The History of My Hand-drawn Map at the Museum of London

Hand-drawn London Exhibition, Museum of London

To my utter disbelief I am currently in an exhibition at the Museum of London. No, I’m not a time traveller or old enough to feature in stories of the Blitz or even the Brixton Riots, I’m not even an artist, but somehow my hand-drawn map is in the most recent temporary exhibition at the Museum of London, ‘Hand-drawn London‘.

Me & my map in the exhibition

The exhibition is a collaboration with the Londonist website, and features ten hand-drawn maps hand-picked to represent different Londoners views and perceptions of the city they live in. There is a lovely depiction of Brixton as a tree, a very humorous insight into the world of an over-seas student whose world focuses on the Bloomsbury area with unmapped territory surrounding, and an intriguing look at London’s firsts mapping events and inventions that were premiered in London. You can find a preview with images of all the maps on the Independent website here.

My map is ultimately very simple (seemed the best idea due to my artistic constraints), and is probably one of the few without much annotation. With my interest in local history and my love of North Kensington I used the hand-drawn map project as an excuse to research the long gone Kensington Hippodrome, a Victorian racecourse that stretched from Holland Road to modern-day St Quintin’s Avenue.

When I first created the map I wrote a blog on the maps that influenced my final creation can be found here, but I’d thought I’d take this opportunity to share a bit more history of the Kensington Hippodrome.

A Notting Hill racecourse was the brainchild of local entrepreneur called John Whyte. Situated on 200 acres of the Ladbroke lands, leased from James Weller, the Kensington Hippodrome boasted a larger capacity and closer proximity to London than the other famous racecourses, Epsom and Ascot. It opened on 3 June 1837 to much praise and acclaim from the sporting and national press, and it was soon considered to be a very fashionable place to be and be seen.

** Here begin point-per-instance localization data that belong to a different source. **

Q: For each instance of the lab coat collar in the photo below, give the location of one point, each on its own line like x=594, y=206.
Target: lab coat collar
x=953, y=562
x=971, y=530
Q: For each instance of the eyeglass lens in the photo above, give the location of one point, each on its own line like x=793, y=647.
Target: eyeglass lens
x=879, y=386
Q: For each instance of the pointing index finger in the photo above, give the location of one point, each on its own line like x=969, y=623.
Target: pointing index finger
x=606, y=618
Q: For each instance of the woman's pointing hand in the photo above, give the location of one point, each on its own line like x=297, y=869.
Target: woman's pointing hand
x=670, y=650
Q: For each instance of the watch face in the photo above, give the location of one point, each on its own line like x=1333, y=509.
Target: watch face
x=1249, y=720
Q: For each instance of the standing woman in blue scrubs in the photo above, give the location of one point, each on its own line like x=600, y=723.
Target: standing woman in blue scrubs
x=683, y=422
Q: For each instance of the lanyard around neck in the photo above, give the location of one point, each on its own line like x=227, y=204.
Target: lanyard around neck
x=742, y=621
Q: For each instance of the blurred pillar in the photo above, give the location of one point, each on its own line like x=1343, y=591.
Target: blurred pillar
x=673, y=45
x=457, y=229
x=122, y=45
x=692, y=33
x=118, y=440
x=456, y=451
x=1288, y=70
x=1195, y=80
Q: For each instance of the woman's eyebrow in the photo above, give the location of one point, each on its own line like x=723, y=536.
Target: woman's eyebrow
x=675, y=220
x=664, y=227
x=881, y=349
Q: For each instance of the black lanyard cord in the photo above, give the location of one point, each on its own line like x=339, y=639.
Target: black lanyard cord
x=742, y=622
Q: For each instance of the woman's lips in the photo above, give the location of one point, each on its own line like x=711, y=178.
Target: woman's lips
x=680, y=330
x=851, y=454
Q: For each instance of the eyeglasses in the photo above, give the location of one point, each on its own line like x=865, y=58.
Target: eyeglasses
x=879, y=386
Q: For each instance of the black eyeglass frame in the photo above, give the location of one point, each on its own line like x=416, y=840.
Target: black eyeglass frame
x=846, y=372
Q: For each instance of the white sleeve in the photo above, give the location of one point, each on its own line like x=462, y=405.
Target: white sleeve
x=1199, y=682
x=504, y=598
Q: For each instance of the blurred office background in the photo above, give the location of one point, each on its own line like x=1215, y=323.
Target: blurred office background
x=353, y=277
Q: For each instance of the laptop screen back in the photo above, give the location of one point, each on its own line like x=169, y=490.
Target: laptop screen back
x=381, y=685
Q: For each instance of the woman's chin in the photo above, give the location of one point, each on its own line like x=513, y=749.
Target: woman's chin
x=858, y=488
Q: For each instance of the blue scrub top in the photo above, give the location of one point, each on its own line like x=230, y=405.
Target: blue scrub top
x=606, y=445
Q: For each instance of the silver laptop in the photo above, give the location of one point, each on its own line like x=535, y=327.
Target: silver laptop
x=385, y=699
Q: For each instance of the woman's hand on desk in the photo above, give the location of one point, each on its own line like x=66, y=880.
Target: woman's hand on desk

"The last grand steeplechase at the Hippodrome racecourse, Kensington" oil on Canvas, by Henry Jnr Alken, Wikigallery

However, there had been an oversight in Whyte’s plans and it turned out that his racecourse intercepted an ‘ancient public way’. Though apparently situated in a sleepy and leafy area, the Hippodrome had actually been built next to one of the worst slums in London’s suburbs, the Potteries, possibly represented by the chimney in the background of this painting. And this public way, or footpath, had become popular with the inhabitants of the Potteries and the nearby area as they attempted to avoid Pottery Lane, affectionately nicknamed ‘Cut Throat Lane’, to give you an idea of the undesirables that resided there.

Whyte tried to block this footpath, but the locals were having none of it, and continued to protest, campaign and also dismantle any obstruction there. For the press this became a matter of class warfare, and to them it seemed acceptable that people should have a few hours enjoyment at the races without seeing the dregs of society, who kept breaking into the Hippodrome for free through the footpath.

This wasn’t the end of Whyte’s problems, and though the Hippodrome had become fashionable (visited by the Grand Duke of Russia and other foreign dignitaries) and extended in 1841; the jockeys weren’t keen on the clay soil and began to shun the racecourse. Eventually Whyte admitted defeat and gave up the lease in 1842. With this Weller turned to the builders and the Ladbroke Estate was subsequently built over the racecourse. This wasn’t the end of racecourses altogether in the area and there was a course also called the Kensington Hippodrome built as part of Portobello Pleasure Gardens, featuring a track around the axis of Talbot Road. Also in the early 1850s there was a third Kensington Hippodrome, this time an equestrian extravaganza amphitheatre on the site of De Vere Gardens.

Hippodrome Place, W11

Today the ghost of the Kensington Hippodrome still lingers in the area. There is of course street names, Hippodrome Place at Clarendon Cross, between Portland Road and Pottery Lane, and also Hippodrome Mews, former stables. There are also several pubs in the area that date back to the 1840s and probably have origins in Hippodrome business; the Prince Albert in Notting Hill Gate at the entrance to the racecourse, and the North Pole on North Pole Road at the other end of the racecourse. Parts of the Ladbroke Estate were also built along features of the racecourse, most notably that the Notting Hill grassy knoll, that became the ‘natural grandstand’ is now where St John’s Church is situated, accessible by a gate which is now the main entrance to Ladbroke Square Gardens.